The results of the present investigation revealed that the encapsulated nano-liposome/colistin “COE/colistin” (5 µg/mL each) showed potent antimicrobial and antibiofilm activities, with an IZ diameter, MIB, MBC, and MBEC values of 33.5 mm, 25, 50, and 50 µg/mL, respectively, when used against S. aureus (Table 5). The bacterial lethality curve presented in Figure 4 proves the superior effect of the prepared COE/colistin 5 with complete bacterial eradication after 12 h incubation. Further analyses that applied TEM were performed to assess the possible antimicrobial effect of the prepared nanoliposomes. The results presented in Figure 5 indicated that the nanoparticles were adsorbed to the cell surface, followed by cell penetration and interaction with the intracellular components, whereupon the cells turned into ghost cells. Zhang et al. [29] elucidated the mechanism of the antibacterial action of cinnamon oil when used against E. coli and S. aureus by observing any significant changes to cell permeability and membrane integrity. Zhang et al. [29] and Yap et al. [22] attributed the synergistic effect between cinnamon oil and meropenem to a postulated mode of action of cinnamon oil that eventually facilitated the influx of meropenem.
The SEM analysis of the control biofilm revealed that the bacterial culture of S. aureus exhibited the expected normal cellular morphology, with smooth cell surfaces, and the bacterial cells were arranged in a noticeable exopolysaccharide matrix (Figure 6). When under the same growth conditions but in the presence of nanoliposome-encapsulated COE/C, the S. aureus-treated biofilm showed dramatically restricted bacterial colonization. The biofilm formation was markedly uneven, with visible changes in the cellular morphology, and microbial colonization was inhibited. It was clear that the prepared nanoformula had penetrated the pre-formed biofilm and eradicated the microbial cells. The degradation of established biofilms occurs either by inhibiting the growth of the formed bacteria or by detaching the living cells (Figure 6). Biofilm formation plays an essential role in enabling bacteria to invade the host’s immune defenses and in increasing antibiotic resistance, which encourages the persistence of microbial infections [30]. The highest antibiofilm and antimicrobial activities of essential oils are attributed to their high proportion of phenols and aldehydes. Hydrophobicity impacts EO activity by increasing cell permeability, resulting in cell leakage [31]. Most EOs, including cinnamon oil, cause lipopolysaccharides release, ATP balance change, quorum sensing inhibition, DNA disruption and internal cytoplasmic changes, such as the coagulation of cytoplasmic material [31].

3. Materials and Methods

3.1. Extraction of Bioactive Material

A conventional hydrodistillation method was used for the extraction of essential oil from Cinnamomum verum (cinnamon) bark, Zingiber officinale (ginger) roots, Foeniculum vulgare (fennel) leaves, Lavandula angustifolia (lavender) leaves, Salvia rosmarinus (rosemary) leaves, Citrus limon (lemon) peel, Geranium sanguineum (geranium) flowers, and Melaleuca alternifolia (tea tree) leaves [32].

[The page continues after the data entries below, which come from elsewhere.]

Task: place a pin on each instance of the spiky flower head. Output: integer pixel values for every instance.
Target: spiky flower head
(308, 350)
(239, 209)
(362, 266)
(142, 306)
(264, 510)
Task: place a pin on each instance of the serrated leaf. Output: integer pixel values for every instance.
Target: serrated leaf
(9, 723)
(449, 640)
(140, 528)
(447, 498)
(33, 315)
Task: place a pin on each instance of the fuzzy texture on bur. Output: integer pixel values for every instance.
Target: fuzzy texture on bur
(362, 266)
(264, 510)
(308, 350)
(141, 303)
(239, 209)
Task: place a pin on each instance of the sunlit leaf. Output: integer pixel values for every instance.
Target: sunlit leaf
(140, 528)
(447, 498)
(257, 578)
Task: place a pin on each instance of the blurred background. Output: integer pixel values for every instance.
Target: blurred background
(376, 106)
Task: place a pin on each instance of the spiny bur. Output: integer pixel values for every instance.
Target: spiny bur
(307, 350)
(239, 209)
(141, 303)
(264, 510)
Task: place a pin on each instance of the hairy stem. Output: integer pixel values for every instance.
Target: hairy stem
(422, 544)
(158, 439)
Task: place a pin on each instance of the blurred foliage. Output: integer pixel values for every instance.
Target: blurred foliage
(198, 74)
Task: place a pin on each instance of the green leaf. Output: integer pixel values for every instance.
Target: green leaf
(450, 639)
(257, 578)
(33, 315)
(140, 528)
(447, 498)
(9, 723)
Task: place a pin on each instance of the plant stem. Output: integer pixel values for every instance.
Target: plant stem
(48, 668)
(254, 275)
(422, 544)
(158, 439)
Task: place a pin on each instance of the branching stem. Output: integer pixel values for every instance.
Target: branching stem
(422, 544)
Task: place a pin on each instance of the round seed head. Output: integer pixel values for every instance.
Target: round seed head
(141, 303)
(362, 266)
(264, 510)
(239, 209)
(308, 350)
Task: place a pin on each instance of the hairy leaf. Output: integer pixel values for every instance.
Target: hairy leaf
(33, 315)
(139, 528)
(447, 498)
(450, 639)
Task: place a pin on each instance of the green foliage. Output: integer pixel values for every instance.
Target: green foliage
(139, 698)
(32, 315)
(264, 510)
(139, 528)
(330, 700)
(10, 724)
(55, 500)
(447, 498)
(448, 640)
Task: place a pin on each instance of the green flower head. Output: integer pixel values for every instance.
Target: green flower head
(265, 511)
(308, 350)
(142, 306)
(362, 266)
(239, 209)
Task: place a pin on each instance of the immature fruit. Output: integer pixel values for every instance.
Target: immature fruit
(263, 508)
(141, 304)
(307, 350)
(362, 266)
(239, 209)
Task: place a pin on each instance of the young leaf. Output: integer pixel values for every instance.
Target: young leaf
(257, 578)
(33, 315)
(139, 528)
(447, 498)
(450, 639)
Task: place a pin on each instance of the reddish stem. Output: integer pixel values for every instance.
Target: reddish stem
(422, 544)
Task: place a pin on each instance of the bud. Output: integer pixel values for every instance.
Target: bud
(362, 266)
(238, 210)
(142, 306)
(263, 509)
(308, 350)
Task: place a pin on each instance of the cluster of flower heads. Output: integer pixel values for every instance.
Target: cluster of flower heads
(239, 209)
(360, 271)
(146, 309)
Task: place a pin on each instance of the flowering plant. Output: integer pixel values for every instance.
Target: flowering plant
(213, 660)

3.2. Antimicrobial Effect of Essential Oil Extracts

Antimicrobial activity was carried out using the disc-diffusion method, according to CLSI guidelines [33]. By measuring the lowest inhibitory concentration (MIC) and the minimum bactericidal concentration (MBC), further antibacterial activity was evaluated [34].

3.3. Minimal Biofilm Eradication Concentration (MBEC)

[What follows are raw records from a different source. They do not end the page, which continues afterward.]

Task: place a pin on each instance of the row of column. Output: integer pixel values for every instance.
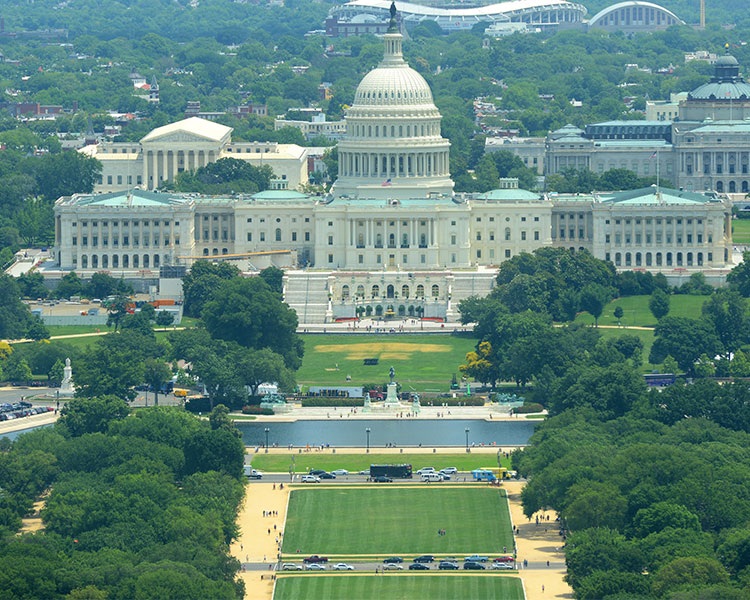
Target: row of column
(157, 163)
(397, 164)
(370, 231)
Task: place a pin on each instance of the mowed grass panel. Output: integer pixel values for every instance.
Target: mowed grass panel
(638, 314)
(389, 587)
(354, 463)
(397, 520)
(422, 362)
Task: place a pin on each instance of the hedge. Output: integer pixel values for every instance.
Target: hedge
(256, 410)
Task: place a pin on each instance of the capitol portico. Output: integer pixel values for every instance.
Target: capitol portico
(392, 238)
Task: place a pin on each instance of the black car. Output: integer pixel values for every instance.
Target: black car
(424, 558)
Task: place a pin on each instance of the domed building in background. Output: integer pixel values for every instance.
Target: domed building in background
(393, 147)
(392, 239)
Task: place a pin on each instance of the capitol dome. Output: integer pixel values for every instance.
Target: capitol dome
(393, 146)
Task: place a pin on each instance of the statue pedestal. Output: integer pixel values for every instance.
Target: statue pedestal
(391, 398)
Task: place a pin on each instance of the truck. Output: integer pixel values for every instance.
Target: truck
(484, 475)
(395, 471)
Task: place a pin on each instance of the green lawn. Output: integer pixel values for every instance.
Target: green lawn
(637, 312)
(279, 463)
(408, 587)
(741, 231)
(397, 520)
(422, 362)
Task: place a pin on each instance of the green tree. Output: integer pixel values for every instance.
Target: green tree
(658, 304)
(92, 415)
(156, 374)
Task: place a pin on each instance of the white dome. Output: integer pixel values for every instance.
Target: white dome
(393, 86)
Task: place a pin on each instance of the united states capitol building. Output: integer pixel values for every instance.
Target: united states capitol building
(392, 238)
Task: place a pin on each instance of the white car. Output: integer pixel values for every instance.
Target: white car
(424, 470)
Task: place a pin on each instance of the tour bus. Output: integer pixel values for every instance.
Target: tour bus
(394, 471)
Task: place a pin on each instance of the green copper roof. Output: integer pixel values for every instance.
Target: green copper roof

The microbial cultures were grown overnight in Mueller Hinton and Saboraud Dextrose broth for bacterial and fungal strains, respectively. An overnight culture (of each strain under test) at 108 CFU/mL was diluted to 1:100 with a fresh medium for the biofilm assays. The biofilm was allowed to grow for 48 h in a 96-well microtiter plate in both the absence and presence of the prepared oil extracts, which were tested one at a time. The wells were subsequently washed thoroughly with water to remove the free-floating and loosely adherent microbial cells, then the titer-plate wells were fixed with 2% sodium acetate and treated with 0.1 mL of crystal violet (0.4%) for 15 min [35].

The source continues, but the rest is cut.